И еще мемуары Гинзбург позволяют заключить об общем нравственном одичании утратившей совесть советской "интеллигенции", перенявшей мораль и понятия правящей клики [Свои суждения о воспоминаниях Аксеновой-Гинзбург я основываю на ознакомлении с ходившей по рукам в Москве самиздатовской машинописной копией. (Речь, по-видимому, идет о первом томе "Крутого маршрута", который Е. С. Аксенова-Гинзбург писала в надежде на публикацию в СССР. — Ред.)].
Потрясение, о котором я упомянул выше, не было тем ужасом и отчаянием, что охватывают человека, вдруг уразумевшего мерзость и непоправимость совершенных им злых дел. Не было началом раскаяния при виде причиненных людям страданий, а лишь возмущением обстоятельствами, швырнувшими их на одни нары с тем бессловесным и безликим "быдлом", что служило им дешевым материалом для безответственных социальных экспериментов и политической игры. Они не только не протянули руку братьям, с которыми их соединило несчастье, но злобились и обосабливались, как могли отгораживались от лагерников прежних наборов. Всякое соприкосновение с ними пятнало, унижало этих безупречных, стопроцентно преданных слуг режима.
Все это, считали отставные советские партдеятели, происки врагов, агентов капитализма.

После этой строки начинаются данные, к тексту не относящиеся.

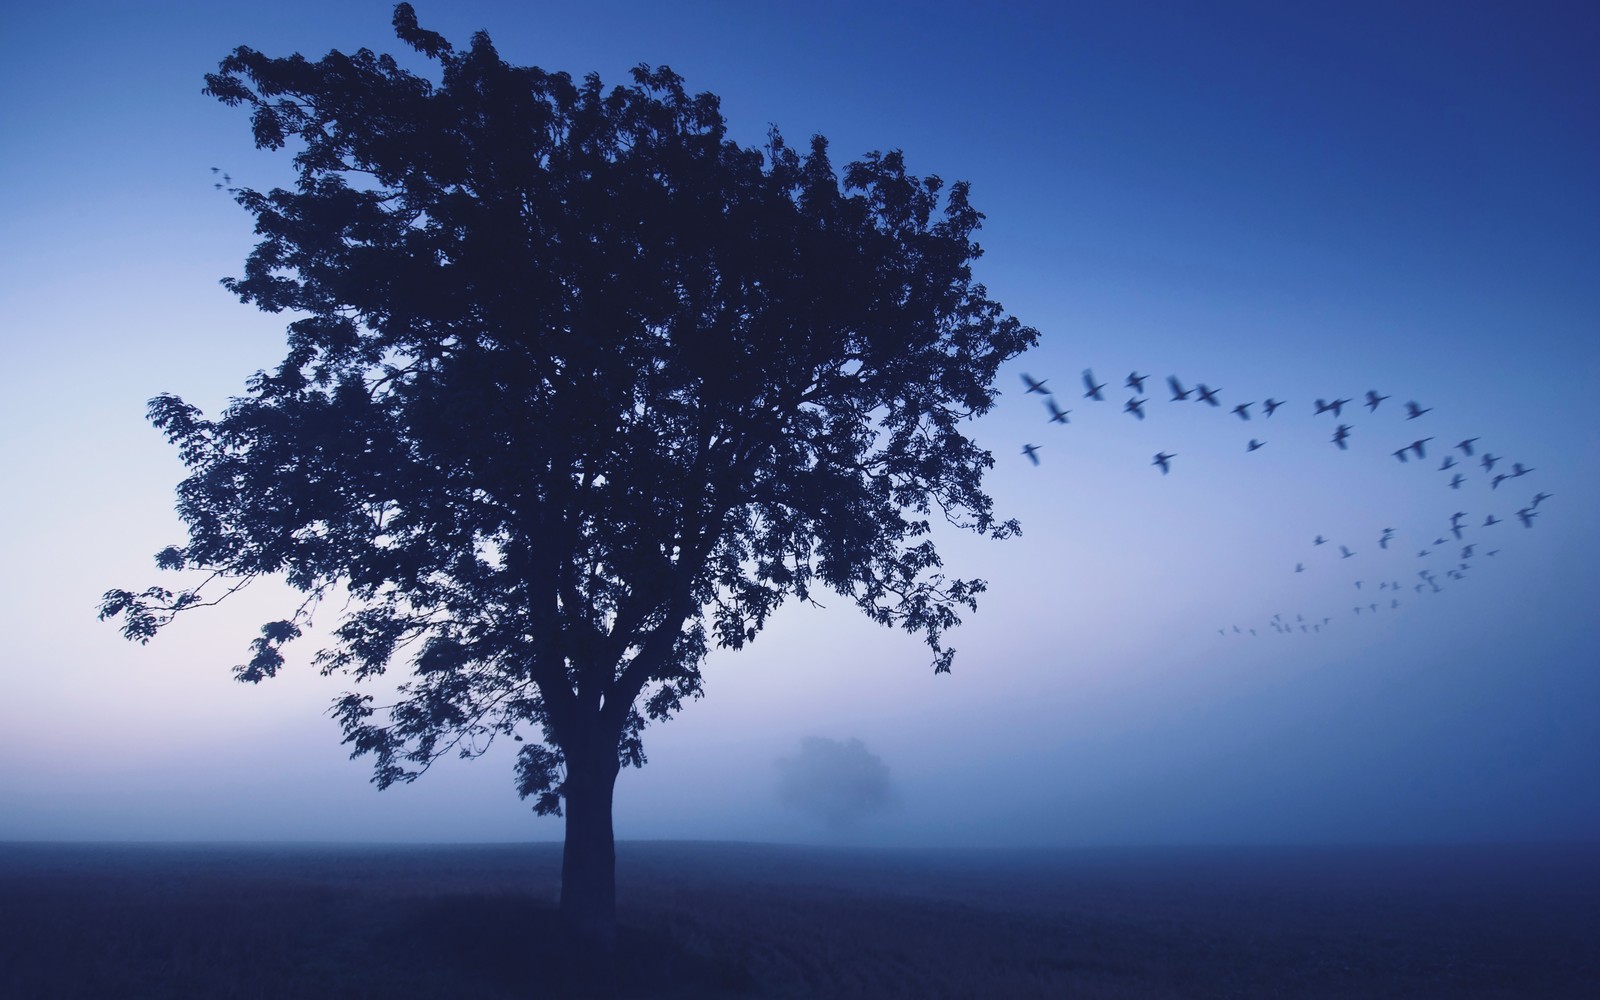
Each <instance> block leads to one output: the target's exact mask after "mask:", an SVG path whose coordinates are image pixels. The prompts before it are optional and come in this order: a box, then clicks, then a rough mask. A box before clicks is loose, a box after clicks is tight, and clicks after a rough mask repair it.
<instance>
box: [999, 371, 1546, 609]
mask: <svg viewBox="0 0 1600 1000" xmlns="http://www.w3.org/2000/svg"><path fill="white" fill-rule="evenodd" d="M1150 378H1152V376H1149V374H1139V373H1138V371H1131V373H1130V374H1128V378H1126V379H1125V381H1123V387H1125V389H1130V390H1131V395H1130V397H1128V400H1126V402H1125V403H1123V406H1122V411H1123V413H1128V414H1131V416H1133V418H1134V419H1139V421H1144V419H1146V416H1147V414H1146V406H1147V405H1149V402H1150V400H1149V398H1147V397H1146V395H1144V394H1146V389H1144V384H1146V382H1147V381H1149V379H1150ZM1022 382H1024V386H1027V394H1038V395H1042V397H1043V402H1045V408H1046V413H1048V421H1050V422H1051V424H1069V422H1072V421H1070V414H1072V411H1070V410H1066V408H1062V405H1061V403H1059V402H1058V400H1056V395H1054V392H1053V390H1051V389H1050V379H1035V378H1032V376H1030V374H1027V373H1022ZM1166 387H1168V390H1170V392H1171V402H1173V403H1182V402H1190V400H1192V402H1198V403H1203V405H1206V406H1214V408H1218V410H1221V408H1222V406H1224V403H1222V400H1219V398H1218V397H1219V394H1221V389H1213V387H1210V386H1206V384H1205V382H1197V384H1195V386H1192V387H1186V386H1184V384H1182V381H1179V379H1178V376H1166ZM1106 389H1107V382H1101V381H1096V378H1094V371H1093V370H1090V368H1085V370H1083V398H1085V400H1090V402H1093V403H1104V402H1107V398H1106ZM1390 398H1392V397H1389V395H1381V394H1379V392H1378V390H1374V389H1370V390H1366V397H1365V400H1360V402H1357V400H1354V398H1338V397H1334V398H1317V400H1315V402H1314V406H1315V410H1314V416H1322V414H1331V419H1333V421H1334V429H1333V435H1331V438H1330V443H1331V445H1334V446H1336V448H1338V450H1341V451H1349V448H1350V442H1352V438H1354V435H1355V429H1354V427H1352V426H1350V424H1346V422H1342V421H1344V408H1346V406H1350V405H1352V403H1354V405H1357V406H1366V410H1368V414H1374V413H1378V408H1379V406H1381V405H1382V403H1384V402H1387V400H1390ZM1256 405H1258V403H1256V402H1254V400H1253V402H1245V403H1237V405H1234V406H1232V408H1230V411H1229V413H1232V414H1234V416H1237V418H1238V419H1240V421H1254V419H1256V418H1258V416H1259V418H1261V419H1262V421H1269V419H1272V414H1274V413H1277V411H1278V408H1280V406H1283V405H1285V400H1278V398H1272V397H1267V398H1266V400H1261V403H1259V410H1258V411H1256V413H1253V408H1254V406H1256ZM1403 411H1405V421H1416V419H1421V418H1424V416H1427V414H1429V413H1432V406H1422V405H1421V403H1418V402H1416V400H1410V402H1406V403H1405V406H1403ZM1424 427H1426V422H1424ZM1435 440H1437V435H1421V437H1416V438H1413V440H1411V442H1405V443H1400V446H1398V448H1395V450H1394V451H1392V453H1390V454H1394V458H1395V459H1397V461H1398V462H1400V464H1424V462H1430V461H1432V459H1430V458H1429V445H1434V442H1435ZM1445 440H1448V438H1445ZM1480 440H1482V438H1478V437H1469V438H1462V440H1459V442H1456V443H1454V445H1450V446H1445V445H1434V456H1432V458H1434V459H1442V461H1440V464H1438V469H1437V470H1438V472H1448V474H1450V478H1448V480H1443V483H1445V486H1448V488H1450V490H1458V491H1459V490H1461V488H1462V485H1464V483H1466V482H1467V480H1469V475H1467V472H1464V470H1469V469H1482V472H1483V475H1485V477H1488V483H1490V490H1491V491H1494V496H1496V498H1509V496H1510V493H1512V490H1509V488H1507V491H1506V493H1504V494H1502V493H1499V490H1501V486H1502V485H1506V483H1509V482H1512V480H1518V478H1522V477H1525V475H1528V474H1531V472H1534V470H1536V469H1533V467H1528V466H1525V464H1522V462H1514V461H1507V459H1506V458H1504V456H1498V454H1493V453H1490V451H1488V450H1480V448H1478V442H1480ZM1264 445H1266V442H1264V440H1261V438H1258V437H1251V438H1250V440H1248V442H1246V443H1245V451H1246V453H1253V451H1259V450H1261V448H1262V446H1264ZM1022 454H1024V456H1027V459H1029V461H1030V462H1032V464H1034V466H1040V464H1042V462H1040V446H1038V445H1034V443H1026V445H1022ZM1176 458H1178V454H1176V453H1168V451H1157V453H1155V458H1154V459H1152V462H1150V464H1152V466H1155V467H1157V469H1160V470H1162V475H1168V474H1171V472H1173V459H1176ZM1496 469H1499V470H1496ZM1552 496H1554V494H1550V493H1546V491H1542V490H1541V491H1538V493H1534V494H1533V499H1530V501H1528V502H1526V504H1525V506H1522V507H1515V510H1514V512H1502V514H1504V515H1502V517H1496V515H1494V514H1493V512H1490V514H1486V515H1485V517H1483V520H1482V523H1477V522H1469V518H1472V517H1474V515H1469V514H1467V512H1466V510H1458V512H1454V514H1451V515H1450V523H1448V526H1443V525H1440V528H1438V536H1437V538H1434V541H1432V542H1426V544H1422V546H1421V550H1419V552H1418V555H1416V558H1419V560H1429V558H1432V560H1434V563H1427V565H1424V566H1422V568H1421V570H1418V571H1416V576H1414V582H1402V579H1400V578H1398V576H1395V574H1392V573H1387V574H1386V576H1389V579H1378V581H1374V582H1376V586H1374V587H1373V586H1368V581H1366V579H1355V581H1354V589H1355V590H1357V594H1358V597H1357V603H1355V605H1352V606H1350V616H1362V614H1368V616H1374V614H1379V613H1382V611H1398V610H1400V608H1402V606H1403V603H1405V602H1402V594H1405V592H1406V590H1410V592H1414V594H1438V592H1442V590H1443V584H1442V582H1440V576H1443V578H1445V579H1448V581H1462V579H1466V578H1467V574H1469V573H1470V571H1472V568H1474V566H1475V565H1478V563H1475V562H1474V560H1477V558H1488V557H1494V555H1498V554H1499V547H1488V546H1486V542H1483V541H1469V539H1467V533H1469V531H1488V530H1493V528H1496V526H1498V525H1502V523H1506V522H1507V520H1512V518H1515V520H1517V523H1520V525H1522V526H1523V528H1533V526H1534V518H1538V517H1539V514H1541V504H1544V502H1546V501H1549V499H1550V498H1552ZM1430 533H1432V531H1430ZM1422 538H1427V536H1426V534H1424V536H1422ZM1373 541H1374V542H1376V547H1378V549H1379V550H1382V552H1384V554H1387V555H1390V557H1394V555H1398V552H1400V546H1398V542H1397V531H1395V528H1382V531H1381V533H1378V538H1376V539H1373ZM1354 544H1360V542H1350V541H1344V542H1334V541H1331V539H1328V538H1323V536H1322V534H1317V536H1315V538H1312V541H1310V549H1312V550H1315V552H1317V554H1318V555H1320V554H1322V552H1328V554H1331V552H1334V550H1336V552H1338V560H1339V562H1341V563H1342V562H1344V560H1350V558H1357V557H1358V549H1355V547H1352V546H1354ZM1458 546H1459V552H1456V547H1458ZM1480 549H1482V554H1480ZM1310 558H1314V557H1312V555H1306V557H1302V558H1301V560H1299V562H1296V563H1294V573H1306V571H1307V562H1309V560H1310ZM1440 562H1445V563H1448V566H1440V565H1437V563H1440ZM1414 565H1416V563H1413V566H1414ZM1384 568H1389V563H1386V566H1384ZM1406 574H1410V571H1406ZM1370 597H1378V600H1368V598H1370ZM1408 597H1410V594H1408ZM1333 622H1334V616H1333V614H1315V616H1307V614H1304V613H1296V614H1293V618H1288V616H1285V614H1283V613H1277V614H1274V616H1272V618H1270V619H1269V621H1266V622H1261V624H1262V627H1264V629H1270V630H1274V632H1278V634H1294V632H1302V634H1312V632H1322V630H1323V627H1328V626H1331V624H1333ZM1218 632H1219V634H1221V635H1229V634H1237V635H1245V634H1248V635H1258V634H1259V630H1258V629H1256V627H1248V626H1237V624H1235V626H1232V629H1229V627H1222V629H1218Z"/></svg>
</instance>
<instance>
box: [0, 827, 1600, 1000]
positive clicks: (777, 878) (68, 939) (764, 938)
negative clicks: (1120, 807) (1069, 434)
mask: <svg viewBox="0 0 1600 1000" xmlns="http://www.w3.org/2000/svg"><path fill="white" fill-rule="evenodd" d="M558 870H560V848H558V845H496V846H371V845H360V846H357V845H59V843H0V997H6V998H40V1000H43V998H80V997H94V998H120V997H173V998H179V997H182V998H189V997H206V998H211V997H216V998H224V997H227V998H258V997H259V998H294V997H336V998H350V1000H355V998H365V997H371V998H384V1000H402V998H422V997H427V998H434V997H470V998H474V1000H493V998H501V997H563V995H568V994H570V992H571V990H570V989H568V987H565V986H563V981H562V973H560V965H562V963H560V957H562V949H560V938H558V934H557V933H555V930H554V904H555V896H557V877H558ZM618 883H619V899H618V906H619V917H621V925H622V931H621V936H622V952H624V954H622V958H621V962H619V970H618V979H619V982H621V995H622V997H682V998H699V997H707V998H710V997H862V998H867V997H870V998H888V997H918V998H936V997H973V998H1005V997H1072V998H1083V1000H1099V998H1106V1000H1112V998H1115V1000H1144V998H1206V997H1240V998H1267V997H1294V998H1328V997H1349V998H1362V1000H1376V998H1384V997H1461V998H1491V997H1493V998H1506V1000H1514V998H1515V1000H1528V998H1534V997H1571V998H1574V1000H1576V998H1594V997H1600V846H1597V845H1579V846H1445V848H1421V846H1418V848H1192V850H1173V848H1162V850H1155V848H1150V850H1109V848H1107V850H1038V851H912V850H894V851H891V850H883V851H877V850H872V851H869V850H829V848H800V846H773V845H749V843H664V842H637V843H621V845H618Z"/></svg>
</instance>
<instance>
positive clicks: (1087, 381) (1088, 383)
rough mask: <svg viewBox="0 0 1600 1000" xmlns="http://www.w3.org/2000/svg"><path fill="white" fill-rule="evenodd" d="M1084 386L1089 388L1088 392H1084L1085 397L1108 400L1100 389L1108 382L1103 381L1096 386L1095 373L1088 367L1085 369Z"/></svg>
mask: <svg viewBox="0 0 1600 1000" xmlns="http://www.w3.org/2000/svg"><path fill="white" fill-rule="evenodd" d="M1083 386H1085V387H1086V389H1088V392H1085V394H1083V398H1086V400H1099V402H1102V403H1104V402H1106V397H1104V395H1101V394H1099V390H1101V389H1104V387H1106V382H1101V384H1099V386H1096V384H1094V373H1093V371H1091V370H1088V368H1085V370H1083Z"/></svg>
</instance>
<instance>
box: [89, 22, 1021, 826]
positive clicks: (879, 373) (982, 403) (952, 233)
mask: <svg viewBox="0 0 1600 1000" xmlns="http://www.w3.org/2000/svg"><path fill="white" fill-rule="evenodd" d="M394 27H395V32H397V35H398V37H400V38H402V40H403V42H406V43H410V45H411V46H413V48H416V50H418V51H419V53H422V54H424V56H427V58H429V59H430V61H432V62H435V64H437V67H438V80H437V82H432V80H429V78H424V77H421V75H416V74H413V72H408V70H406V69H402V67H400V66H398V64H397V61H395V59H394V58H392V56H387V54H374V53H371V51H368V50H360V51H357V53H354V54H344V53H338V51H334V53H330V54H328V56H325V58H322V59H318V61H309V59H306V58H302V56H299V54H294V56H288V58H267V56H264V54H261V53H258V51H253V50H250V48H238V50H235V51H234V53H232V54H230V56H227V58H226V59H224V61H222V62H221V67H219V72H216V74H208V75H206V93H210V94H211V96H214V98H218V99H219V101H222V102H224V104H227V106H234V107H245V109H248V110H250V115H251V125H253V130H254V141H256V146H259V147H264V149H285V147H288V149H291V152H293V163H294V168H296V176H298V179H296V184H294V187H293V189H282V187H277V189H272V190H253V189H248V187H243V189H240V190H238V192H237V195H235V197H237V200H238V203H240V205H242V206H243V208H246V210H248V211H250V213H251V214H253V216H254V219H256V234H258V237H259V242H258V245H256V248H254V251H253V253H251V254H250V256H248V259H246V262H245V270H243V277H237V278H227V280H226V282H224V285H226V286H227V288H229V290H232V291H234V293H237V296H238V298H240V301H243V302H246V304H254V306H256V307H259V309H264V310H267V312H283V314H288V315H290V317H291V318H290V320H288V350H286V355H285V357H283V360H282V363H278V365H277V366H275V368H272V370H269V371H259V373H258V374H256V376H254V378H251V379H250V382H248V386H246V387H245V394H243V395H240V397H237V398H234V400H232V402H230V405H229V406H227V408H226V411H224V413H221V416H216V418H210V416H206V414H203V413H200V410H197V408H195V406H192V405H189V403H186V402H184V400H182V398H179V397H176V395H158V397H155V398H154V400H152V402H150V410H149V416H150V421H152V422H154V424H155V426H157V427H158V429H162V430H163V432H165V434H166V437H168V438H170V440H171V442H173V443H174V445H176V446H178V450H179V454H181V458H182V461H184V464H186V467H187V478H184V482H182V483H181V485H179V488H178V512H179V515H181V517H182V520H184V523H186V525H187V533H189V539H187V541H186V542H184V544H181V546H171V547H166V549H163V550H162V552H160V554H158V555H157V563H158V565H160V566H162V568H165V570H190V571H198V573H200V576H203V582H200V584H192V586H184V587H179V589H176V590H174V589H166V587H150V589H147V590H144V592H130V590H120V589H118V590H109V592H107V594H106V597H104V602H102V606H101V618H122V629H123V632H125V634H126V637H130V638H133V640H139V642H147V640H149V638H150V637H152V635H155V634H157V632H158V630H160V629H162V627H163V626H166V624H168V622H171V621H173V619H174V616H178V614H179V613H182V611H187V610H192V608H195V606H202V605H206V603H211V602H213V600H214V598H216V597H218V590H222V592H227V589H229V587H237V586H240V584H242V582H246V581H250V579H253V578H259V576H275V574H282V576H283V578H285V579H286V581H288V584H290V586H291V587H294V589H296V590H299V592H302V594H304V595H306V598H304V603H301V605H299V606H298V608H294V610H291V611H290V613H288V614H286V616H285V618H282V619H278V621H270V622H266V624H264V626H262V629H261V634H259V637H256V638H254V642H253V645H251V656H250V659H248V661H246V662H243V664H242V666H238V667H235V670H237V675H238V678H240V680H245V682H261V680H264V678H267V677H272V675H274V674H277V672H278V669H280V667H282V664H283V646H285V645H286V643H288V642H291V640H294V638H298V637H299V635H301V634H302V630H304V629H306V627H307V622H309V621H310V614H312V611H314V610H315V608H317V606H318V603H320V602H322V600H325V598H328V597H331V595H334V594H347V595H349V598H350V603H349V605H347V610H346V611H344V613H342V616H341V619H339V621H338V624H336V626H334V627H333V629H331V643H330V645H328V648H325V650H323V651H322V653H318V654H317V658H315V662H317V664H318V666H320V669H322V670H323V672H347V674H350V675H354V678H355V680H363V678H370V677H373V675H379V674H384V672H386V670H387V669H390V667H395V666H403V667H408V669H410V675H408V677H406V680H405V683H402V685H400V686H398V696H397V699H395V701H394V702H392V704H387V706H378V704H374V699H373V696H371V694H363V693H347V694H344V696H342V698H339V699H338V701H336V717H338V720H339V723H341V725H342V731H344V739H346V742H347V744H350V746H352V750H354V754H352V755H358V754H371V755H373V758H374V762H376V778H374V779H376V782H378V784H379V786H389V784H392V782H395V781H410V779H413V778H414V776H416V774H419V773H421V771H422V770H426V768H427V766H429V765H430V763H432V762H434V760H435V758H437V757H438V755H442V754H446V752H450V750H451V749H456V750H459V752H462V754H466V755H472V754H478V752H482V749H483V747H485V746H486V742H488V741H490V739H493V738H494V736H514V738H517V739H525V738H528V742H525V746H523V747H522V750H520V757H518V787H520V790H522V794H523V795H525V797H533V798H534V806H536V810H538V811H539V813H558V811H560V810H562V803H563V798H565V800H566V802H568V808H570V800H571V797H573V790H574V776H576V774H579V773H581V771H586V770H590V768H598V771H602V773H605V771H610V774H611V776H613V778H614V773H616V768H618V766H621V765H622V763H630V765H638V763H642V762H643V750H642V744H640V730H642V728H643V725H645V723H646V720H659V718H667V717H669V715H672V714H674V712H675V710H677V709H680V707H682V704H683V701H685V699H688V698H694V696H698V694H699V693H701V666H702V662H704V659H706V656H707V651H709V650H710V648H712V646H726V648H734V650H736V648H739V646H742V645H746V643H749V642H752V640H754V638H755V635H757V632H758V630H760V629H762V626H763V622H765V621H766V619H768V616H770V614H771V613H773V611H774V610H776V608H778V606H779V605H781V603H784V602H786V600H789V598H798V600H813V598H814V597H813V595H816V594H818V592H819V589H827V590H832V592H837V594H840V595H845V597H848V598H850V600H853V602H854V603H856V605H858V606H859V608H861V610H862V611H864V613H866V614H869V616H870V618H872V619H875V621H878V622H883V624H886V626H898V627H902V629H906V630H909V632H914V634H918V635H922V637H923V638H925V642H926V643H928V645H930V646H931V650H933V666H934V669H936V670H947V669H949V667H950V658H952V650H950V648H949V646H947V643H946V630H947V629H949V627H950V626H954V624H957V621H958V611H962V610H970V608H974V606H976V605H974V598H976V595H978V594H981V592H982V589H984V584H982V581H976V579H960V578H954V576H947V574H944V571H942V566H941V560H939V554H938V550H936V547H934V544H933V539H931V538H930V530H931V523H930V520H931V518H934V517H942V518H946V520H949V522H952V523H955V525H960V526H965V528H970V530H973V531H979V533H986V534H990V536H995V538H1005V536H1008V534H1013V533H1014V531H1016V530H1018V526H1016V523H1014V522H1010V520H1000V518H997V515H995V514H994V512H992V504H990V498H989V496H987V494H986V493H984V491H982V475H984V472H986V470H987V469H989V467H990V466H992V458H990V454H989V453H987V451H984V450H982V448H979V446H978V445H976V443H974V442H973V440H970V438H968V437H966V435H965V432H963V426H965V424H966V421H968V419H970V418H974V416H978V414H981V413H984V411H987V410H989V408H990V405H992V403H994V400H995V395H997V394H995V389H994V378H995V371H997V368H998V366H1000V365H1002V363H1003V362H1006V360H1008V358H1013V357H1016V355H1018V354H1019V352H1022V350H1024V349H1027V347H1029V346H1030V344H1032V342H1034V341H1035V339H1037V333H1035V331H1034V330H1030V328H1027V326H1024V325H1022V323H1019V322H1018V320H1016V318H1013V317H1010V315H1006V314H1005V312H1003V310H1002V307H1000V306H998V304H997V302H994V301H992V299H989V296H987V293H986V290H984V286H982V285H981V283H978V282H974V278H973V274H971V262H973V261H974V259H976V258H978V256H979V253H981V251H979V246H978V245H976V242H974V240H973V235H974V232H976V230H978V227H979V221H981V218H982V216H981V214H979V213H978V211H976V210H974V208H973V206H971V205H970V202H968V187H966V184H949V186H946V184H944V182H941V179H939V178H938V176H926V178H918V176H914V174H912V173H909V171H907V168H906V163H904V158H902V155H901V154H899V152H886V154H867V155H866V157H862V158H861V160H858V162H853V163H850V165H848V166H845V168H843V171H842V173H840V171H835V168H834V165H832V163H830V160H829V154H827V144H826V141H824V139H822V138H813V139H811V142H810V147H808V149H806V150H805V152H803V154H802V152H798V150H795V149H792V147H789V146H787V144H786V142H784V139H782V138H781V136H779V133H778V131H771V133H770V134H768V136H766V142H765V147H762V149H752V147H744V146H739V144H738V142H736V141H733V139H730V136H728V130H726V125H725V122H723V118H722V114H720V110H718V101H717V98H715V96H712V94H707V93H701V94H691V93H690V91H686V90H685V86H683V80H682V78H680V77H678V75H677V74H674V72H672V70H670V69H667V67H664V66H662V67H656V69H651V67H648V66H640V67H638V69H635V70H634V75H632V83H630V85H627V86H614V88H610V90H608V88H605V86H602V82H600V78H598V77H595V75H589V77H584V78H582V80H573V78H571V77H568V75H566V74H562V72H546V70H542V69H538V67H531V66H526V67H523V66H510V64H507V62H504V61H502V59H501V56H499V54H498V53H496V50H494V46H493V45H491V42H490V38H488V35H486V34H482V32H480V34H477V35H475V37H474V38H472V45H470V46H469V48H467V50H464V51H458V50H456V48H453V46H451V45H450V43H448V42H446V40H445V38H442V37H440V35H438V34H435V32H430V30H426V29H422V27H419V26H418V21H416V16H414V13H413V11H411V8H410V5H405V3H402V5H398V6H397V8H395V16H394ZM187 579H195V578H194V576H189V578H187ZM602 778H603V774H602ZM602 784H606V810H610V784H608V782H605V781H602ZM606 814H608V813H606ZM570 829H571V827H570ZM606 830H610V826H608V821H606Z"/></svg>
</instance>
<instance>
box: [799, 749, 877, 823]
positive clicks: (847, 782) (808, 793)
mask: <svg viewBox="0 0 1600 1000" xmlns="http://www.w3.org/2000/svg"><path fill="white" fill-rule="evenodd" d="M778 798H779V800H781V802H782V803H784V805H789V806H792V808H797V810H802V811H805V813H810V814H813V816H816V818H818V819H821V821H822V822H826V824H827V826H829V827H832V829H835V830H842V829H845V827H848V826H851V824H854V822H859V821H861V819H864V818H867V816H870V814H872V813H877V811H882V810H885V808H888V805H890V802H893V798H894V789H893V786H891V784H890V770H888V765H885V763H883V760H882V758H880V757H878V755H877V754H874V752H872V750H869V749H867V744H864V742H861V741H859V739H846V741H838V739H827V738H826V736H806V738H805V739H802V741H800V750H798V754H795V755H794V757H781V758H779V760H778Z"/></svg>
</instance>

Как удобно этой емкой формулой все объяснить, оправдать и ждать "happy end"…
Именно агенты пробрались в карательные органы, чтобы расправиться с вернейшими солдатами партии и подорвать веру в непогрешимость ее "генеральной линии". Пусть им удалось там, наверху, оклеветать достойнейших — ложь будет неминуемо опровергнута, и тогда Вождь вновь взглянет отеческим оком на своих оговоренных верных холопов, и они станут с удвоенным рвением и преданностью выполнять его предначертания. Партия разберется, партия непогрешима, партия победит! Можно, положа руку на сердце, возгласить: "Да здравствует ее мозг и сердце, великий вождь Сталин!"
И первой заботой низвергнутых ответственных, вернее, безответственных сановников было установить — чтобы видело и оценило начальство — четкий водораздел между собой и прочими лагерниками. В разговоры с нами они не вступали, а если уж приходилось, то это был диалог с парией.
Однако скученность и теснота брали свое. Я приглядывался и прислушивался к заносчивым новичкам, стараясь разобраться — истинная ли вера и убежденность движут этими твердокаменными "партийцами"? Или в их поведении и высказываниях расчет, надежда на то, что дойдет же какими-то путями до Отца и Учителя, как пламенно горят любовью к нему сердца под лагерными бушлатами, как далеки они все от ропота и неколебимы в своей вере в правоту вождя и как ждут, когда он сочтет нужным шевельнуть мизинцем — поманить, и они ринутся наперегонки восхвалять его и славить, служить ему Великодушному и Справедливому! Чураясь зэков-некоммунистов, "твердокаменные" пытались сомкнуться с начальством, держаться с ним по-свойски, словно их вчерашних соратников и единомышленников, рука об руку укреплявших престол Вождя, — разделило всего недоразумение, случайность, которые вот-вот будут устранены".
И потом, разве нет больше на крупных постах, даже среди тех, кто на снимках и в газетах удостаивается быть названным "ближайшим учеником", приятелей, с кем от века на "ты"? С кем неделимы воспоминания о гражданской войне, с кем рука об руку водили продотряды, раскулачивали, устраивали процессы, работали в органах? Они заступятся…
Лагерное начальство на первых порах растерялось: безопасно ли мордовать нынче тех, перед которыми вчера тянулся? Ввело послабления: отдельные бараки, особый стол, освобождение от общих работ. Доходило до полных переворотов.